The Challenge of Local Government Size

The Challenge of Local Government Size

Theoretical Perspectives, International Experience and Policy Reform

Studies in Fiscal Federalism and State–local Finance series

Edited by Santiago Lago-Peñas and Jorge Martinez-Vazquez

Expert contributors in economics and political science offer a comprehensive breakdown of the issue of local jurisdiction fragmentation and provide recommendations for successful policy reform. Topics discussed include economies of scale, the costs and benefits of voluntary and forced amalgamation programs, the correlation between government size and corruption, privatization, and inter-municipal cooperation. A combination of theory and empirical evidence provides depth and makes this book an invaluable addition to the literature.
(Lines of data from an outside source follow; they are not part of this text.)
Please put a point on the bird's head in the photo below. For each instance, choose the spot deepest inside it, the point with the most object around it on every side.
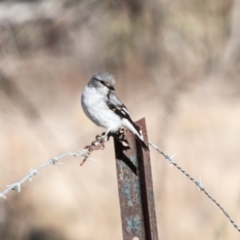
(103, 80)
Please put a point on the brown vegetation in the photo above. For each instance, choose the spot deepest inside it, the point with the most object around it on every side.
(176, 63)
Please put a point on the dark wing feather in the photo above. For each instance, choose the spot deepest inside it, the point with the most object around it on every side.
(120, 109)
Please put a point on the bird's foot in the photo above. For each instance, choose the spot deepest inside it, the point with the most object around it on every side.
(97, 144)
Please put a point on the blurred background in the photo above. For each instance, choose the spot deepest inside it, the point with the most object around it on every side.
(176, 63)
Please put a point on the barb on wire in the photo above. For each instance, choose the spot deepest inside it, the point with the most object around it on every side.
(197, 183)
(97, 144)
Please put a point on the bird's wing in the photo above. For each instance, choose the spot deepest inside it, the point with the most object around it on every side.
(119, 108)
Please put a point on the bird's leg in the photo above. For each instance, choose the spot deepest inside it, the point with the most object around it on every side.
(97, 144)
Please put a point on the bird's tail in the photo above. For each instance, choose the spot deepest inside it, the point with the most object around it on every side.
(143, 144)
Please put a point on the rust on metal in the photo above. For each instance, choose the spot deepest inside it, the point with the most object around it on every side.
(135, 188)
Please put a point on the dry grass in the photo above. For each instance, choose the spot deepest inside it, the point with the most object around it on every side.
(175, 58)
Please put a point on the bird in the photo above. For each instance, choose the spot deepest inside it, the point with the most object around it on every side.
(102, 106)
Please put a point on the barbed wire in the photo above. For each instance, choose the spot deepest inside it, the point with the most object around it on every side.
(99, 144)
(197, 183)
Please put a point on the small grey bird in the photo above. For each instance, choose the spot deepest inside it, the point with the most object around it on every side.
(102, 106)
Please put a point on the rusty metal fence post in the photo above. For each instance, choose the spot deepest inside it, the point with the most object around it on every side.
(135, 188)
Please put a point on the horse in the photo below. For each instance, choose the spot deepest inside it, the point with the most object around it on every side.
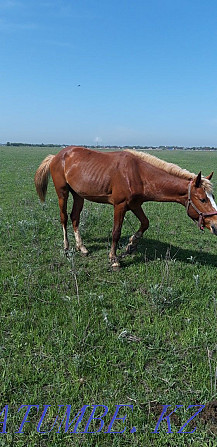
(124, 179)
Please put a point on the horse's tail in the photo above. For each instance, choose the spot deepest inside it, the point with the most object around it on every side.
(42, 176)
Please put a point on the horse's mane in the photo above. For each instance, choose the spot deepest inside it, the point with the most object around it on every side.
(171, 168)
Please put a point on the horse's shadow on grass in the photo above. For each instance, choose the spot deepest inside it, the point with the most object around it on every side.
(151, 249)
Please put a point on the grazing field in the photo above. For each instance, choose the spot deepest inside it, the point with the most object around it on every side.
(75, 333)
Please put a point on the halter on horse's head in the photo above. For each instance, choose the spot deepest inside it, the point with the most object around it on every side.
(206, 211)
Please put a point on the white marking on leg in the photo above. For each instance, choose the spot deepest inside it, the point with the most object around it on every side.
(65, 239)
(79, 243)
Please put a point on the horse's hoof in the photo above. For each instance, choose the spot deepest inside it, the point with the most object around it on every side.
(115, 266)
(84, 251)
(131, 249)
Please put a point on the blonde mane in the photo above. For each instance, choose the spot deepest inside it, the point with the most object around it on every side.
(171, 168)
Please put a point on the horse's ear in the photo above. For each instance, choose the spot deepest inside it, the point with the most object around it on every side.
(209, 176)
(198, 180)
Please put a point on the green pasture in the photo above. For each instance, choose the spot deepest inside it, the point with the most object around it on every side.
(73, 332)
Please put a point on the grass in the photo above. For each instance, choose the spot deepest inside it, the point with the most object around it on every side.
(75, 333)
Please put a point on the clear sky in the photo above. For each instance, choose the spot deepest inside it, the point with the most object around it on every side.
(124, 72)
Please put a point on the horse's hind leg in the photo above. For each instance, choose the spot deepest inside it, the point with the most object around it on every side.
(133, 241)
(75, 218)
(119, 213)
(63, 194)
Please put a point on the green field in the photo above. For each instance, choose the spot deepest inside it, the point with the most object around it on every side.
(75, 333)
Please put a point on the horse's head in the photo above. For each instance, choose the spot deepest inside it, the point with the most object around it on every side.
(201, 205)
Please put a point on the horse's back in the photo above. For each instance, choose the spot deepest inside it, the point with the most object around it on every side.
(94, 175)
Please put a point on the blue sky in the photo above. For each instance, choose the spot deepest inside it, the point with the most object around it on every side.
(147, 71)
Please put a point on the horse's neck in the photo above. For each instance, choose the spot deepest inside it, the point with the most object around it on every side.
(169, 188)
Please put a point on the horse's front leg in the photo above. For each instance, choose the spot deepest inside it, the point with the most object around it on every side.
(133, 241)
(75, 218)
(119, 213)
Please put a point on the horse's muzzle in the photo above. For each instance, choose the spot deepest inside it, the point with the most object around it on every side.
(214, 229)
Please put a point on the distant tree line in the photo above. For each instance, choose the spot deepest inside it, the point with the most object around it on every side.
(138, 147)
(35, 145)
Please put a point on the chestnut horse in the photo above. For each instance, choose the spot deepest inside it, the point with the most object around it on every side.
(124, 179)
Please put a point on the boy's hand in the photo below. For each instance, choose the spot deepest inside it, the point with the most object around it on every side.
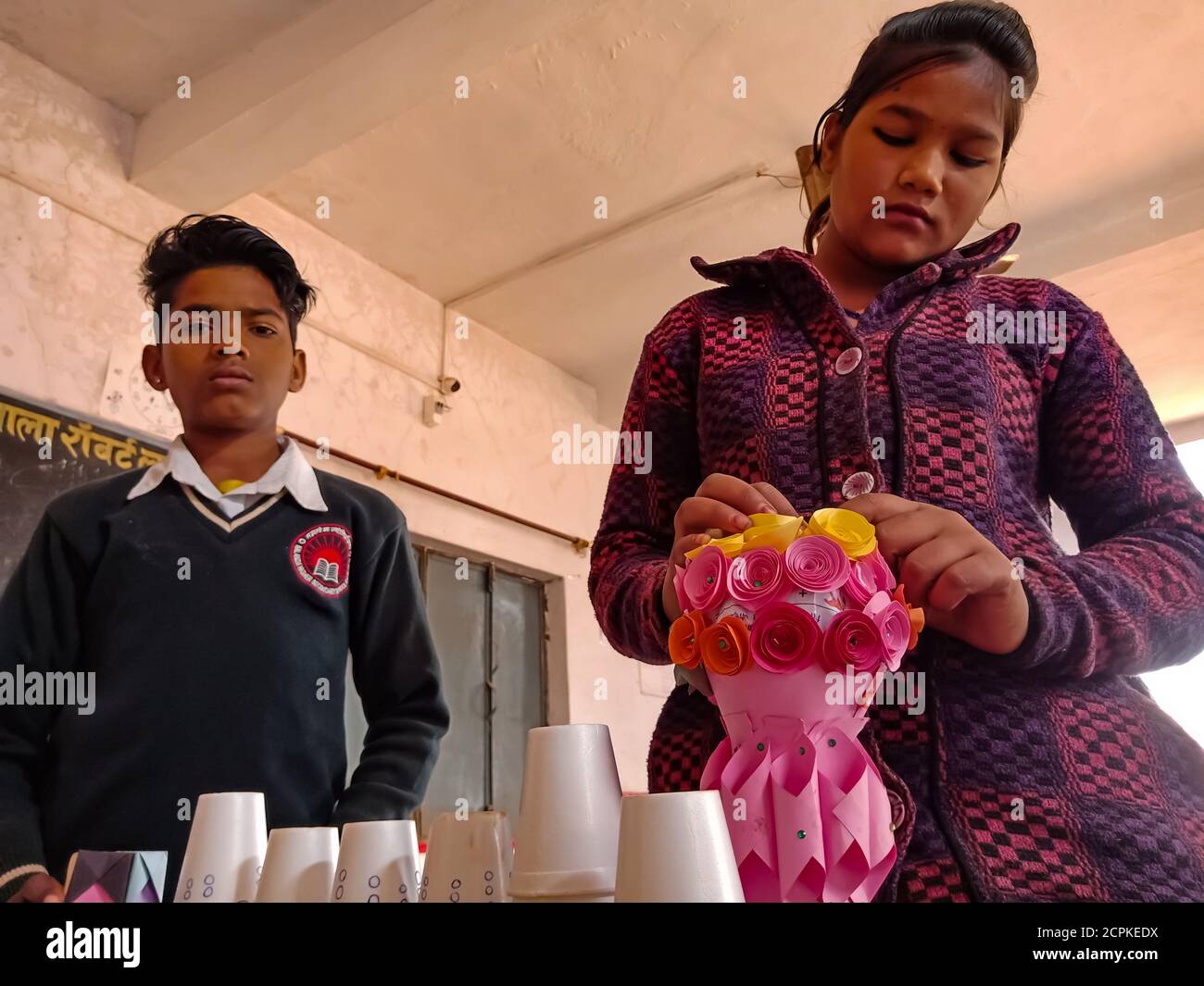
(964, 584)
(721, 505)
(39, 889)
Chapter 9: Local government cooperation for joint provision: the experiences of Brazil and Spain with inter-municipal consortia

Luiz de Mello and Santiago Lago-Peñas

Subjects: economics and finance, public sector economics, politics and public policy, public policy


Local governments around the world strive to meet residents’ demands for goods and services in a cost-effective manner. Where local governments are small, they may be unable to exploit economies of scale in the production and delivery of services. At the same time, if the benefits of local provision spill over inter-jurisdictional borders while provision costs are internalized by local taxpayers, local governments may be discouraged from provision in the first place, which results in an undesirable, sub-optimal supply of services. One option for dealing with these difficulties is to consolidate local governments into larger units that would allow for scale effects to be maximized and benefit spillovers to be internalized within the providing jurisdiction. However, consolidations are often difficult to achieve, especially due to political resistance to mergers and amalgamations. Indeed, they may even be undesirable, if they run counter to the objective of bringing the government closer to the people, which usually facilitates social control over government operations and allows for information over local preferences and needs to be extracted more efficiently.